Joseph Dillon Gunkel (born December 30, 1991) is an American former professional baseball pitcher. He played in Nippon Professional Baseball (NPB) for the Hanshin Tigers and Fukuoka SoftBank Hawks.

==Career==
===Boston Red Sox===
The Boston Red Sox chose Gunkel in the 18th round in the 2013 Major League Baseball draft. He signed with the club on June 19, 2013. He was assigned to the Gulf Coast League Red Sox to begin his professional career. On July 6, he was assigned to the Lowell Spinners. Gunkel began the 2014 season with the Greenville Drive, and would later be assigned to the Salem Red Sox. In May 2015, Gunkel moved from Salem and started play with the Portland Sea Dogs.

===Baltimore Orioles===
On June 3, 2015, Gunkel was traded to the Baltimore Orioles in exchange for Alejandro De Aza. In 17 starts for the Double-A Bowie Baysox down the stretch, he logged an 8-4 record and 2.59 ERA with 69 strikeouts across 104 1/3 innings pitched.

Gunkel split the 2016 season between Bowie and the Triple-A Norfolk Tides, accumulating an 8-14 record and 4.02 ERA with 109 strikeouts in 161 innings pitched across 28 total starts. On November 18, 2016, the Orioles added Gunkel to their 40-man roster to protect him from the Rule 5 draft. Gunkel was designated for assignment by the Orioles on April 7, 2017, following the acquisition of Miguel Castro.

===Los Angeles Dodgers===
On April 10, 2017, Gunkel was traded to the Los Angeles Dodgers in exchange for a player to be named later. He was assigned to the Oklahoma City Dodgers after being claimed. On April 25, Gunkel was designated for assignment after pitching to a 4.00 ERA and allowing 5 runs in 9 innings pitched after appearing in only three Triple-A games for the Dodgers organization.

===Miami Marlins===
On April 27, 2017, Gunkel was claimed off waivers by the Miami Marlins and was assigned to the Jacksonville Jumbo Shrimp two days later. On May 10, Gunkel was designated for assignment for the third time in 2017. He went unclaimed this time, and was sent outright to the Jumbo Shrimp on May 12. He would spend the rest of the season with the Jumbo Shrimp and the New Orleans Baby Cakes. Gunkel was assigned to the Baby Cakes to begin the 2018 season and spent the entirety of the season with them, pitching to a 3.03 ERA and allowed 23 runs on 63 hits in 22 appearances.

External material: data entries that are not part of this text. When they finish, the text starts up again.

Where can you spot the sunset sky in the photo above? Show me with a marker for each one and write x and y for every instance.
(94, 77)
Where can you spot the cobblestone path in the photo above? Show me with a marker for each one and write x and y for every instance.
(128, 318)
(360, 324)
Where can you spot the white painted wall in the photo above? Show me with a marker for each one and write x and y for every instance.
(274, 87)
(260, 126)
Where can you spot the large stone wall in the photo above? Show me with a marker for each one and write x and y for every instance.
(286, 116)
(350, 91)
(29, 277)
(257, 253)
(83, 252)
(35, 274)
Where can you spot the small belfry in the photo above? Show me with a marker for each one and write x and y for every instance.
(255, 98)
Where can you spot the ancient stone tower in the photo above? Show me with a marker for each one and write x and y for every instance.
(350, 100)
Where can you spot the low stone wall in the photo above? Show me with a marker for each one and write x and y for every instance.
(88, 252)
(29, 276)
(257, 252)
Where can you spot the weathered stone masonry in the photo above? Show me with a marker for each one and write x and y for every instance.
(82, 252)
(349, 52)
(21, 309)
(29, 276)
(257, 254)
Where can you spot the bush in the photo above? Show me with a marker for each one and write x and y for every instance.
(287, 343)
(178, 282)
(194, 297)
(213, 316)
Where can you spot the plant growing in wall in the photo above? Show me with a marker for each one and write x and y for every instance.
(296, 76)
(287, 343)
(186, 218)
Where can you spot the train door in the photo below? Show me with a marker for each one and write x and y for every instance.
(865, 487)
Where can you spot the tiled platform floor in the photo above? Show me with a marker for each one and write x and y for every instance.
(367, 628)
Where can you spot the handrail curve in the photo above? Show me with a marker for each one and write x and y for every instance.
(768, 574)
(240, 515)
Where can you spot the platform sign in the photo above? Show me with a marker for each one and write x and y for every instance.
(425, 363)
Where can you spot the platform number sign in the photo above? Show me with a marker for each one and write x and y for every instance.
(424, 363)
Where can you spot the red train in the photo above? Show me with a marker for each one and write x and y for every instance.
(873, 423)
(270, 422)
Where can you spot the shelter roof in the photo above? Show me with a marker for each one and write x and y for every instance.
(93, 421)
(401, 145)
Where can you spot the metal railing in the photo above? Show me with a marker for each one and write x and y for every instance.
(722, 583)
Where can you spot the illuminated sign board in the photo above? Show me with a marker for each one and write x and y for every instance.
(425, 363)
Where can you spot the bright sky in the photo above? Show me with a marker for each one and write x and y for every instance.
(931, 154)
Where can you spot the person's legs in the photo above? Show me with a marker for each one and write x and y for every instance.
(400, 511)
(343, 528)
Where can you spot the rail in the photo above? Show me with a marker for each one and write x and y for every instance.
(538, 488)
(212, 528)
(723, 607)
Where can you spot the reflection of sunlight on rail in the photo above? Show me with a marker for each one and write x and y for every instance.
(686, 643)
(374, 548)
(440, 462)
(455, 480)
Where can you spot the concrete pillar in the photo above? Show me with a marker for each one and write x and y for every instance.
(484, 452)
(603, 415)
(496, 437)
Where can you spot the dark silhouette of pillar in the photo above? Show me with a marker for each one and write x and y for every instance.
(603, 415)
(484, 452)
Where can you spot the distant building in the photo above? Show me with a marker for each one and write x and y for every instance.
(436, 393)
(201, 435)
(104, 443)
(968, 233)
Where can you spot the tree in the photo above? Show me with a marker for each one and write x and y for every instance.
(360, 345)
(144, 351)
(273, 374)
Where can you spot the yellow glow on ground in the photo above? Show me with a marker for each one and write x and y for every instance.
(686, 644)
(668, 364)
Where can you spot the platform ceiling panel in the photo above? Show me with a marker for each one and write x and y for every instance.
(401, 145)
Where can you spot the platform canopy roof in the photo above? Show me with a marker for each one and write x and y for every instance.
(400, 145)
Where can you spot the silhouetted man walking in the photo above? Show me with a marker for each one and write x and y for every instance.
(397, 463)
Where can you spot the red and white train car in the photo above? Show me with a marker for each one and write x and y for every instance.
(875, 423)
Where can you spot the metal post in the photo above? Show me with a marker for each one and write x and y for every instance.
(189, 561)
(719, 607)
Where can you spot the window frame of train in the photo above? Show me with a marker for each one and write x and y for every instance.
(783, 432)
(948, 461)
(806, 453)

Gunkel spent the 2019 season with New Orleans, also appearing making two scoreless appearances for the High–A Jupiter Hammerheads. In 21 games (15 starts) for the Baby Cakes, he compiled an 8–2 record and 3.20 ERA with 61 strikeouts across 87 2/3 innings pitched. Gunkel elected free agency following the season on November 4, 2019.

===Hanshin Tigers===
On December 15, 2019, Gunkel signed with the Hanshin Tigers of the Nippon Professional Baseball. He made his NPB debut on June 24 for the Tigers and pitched 4 innings, giving up 3 runs on 7 hits. In 28 appearances during his rookie campaign, Gunkel posted a 2-4 record and 3.18 ERA with 39 strikeouts across 56 2/3 innings pitched.

Gunkel pitched in 20 games for the Tigers in 2021, compiling a 9-3 record and 2.95 ERA with 87 strikeouts across 113 innings pitched. Gunkel made 5 appearances for Hanshin during the 2022 campaign, struggling to an 0-1 record and 5.82 ERA with 11 strikeouts over 17 innings pitched. He became a free agent following the season.

===Fukuoka SoftBank Hawks===
On December 21, 2022, Gunkel signed with the Fukuoka SoftBank Hawks of Nippon Professional Baseball. In 2023, he made 5 appearances for the Hawks, logging a 5.82 ERA with 11 strikeouts in 17 innings of work. On December 4, the Hawks announced that Gunkel would not be returning to the team, making him a free agent.

===Minnesota Twins===
On January 31, 2024, Gunkel signed a minor league contract with the Minnesota Twins. In 9 games (7 starts) for the Triple–A St. Paul Saints, he struggled to an 0–5 record and 10.54 ERA with 11 strikeouts across 27 1/3 innings pitched. On May 27, Gunkel was released by the Twins organization.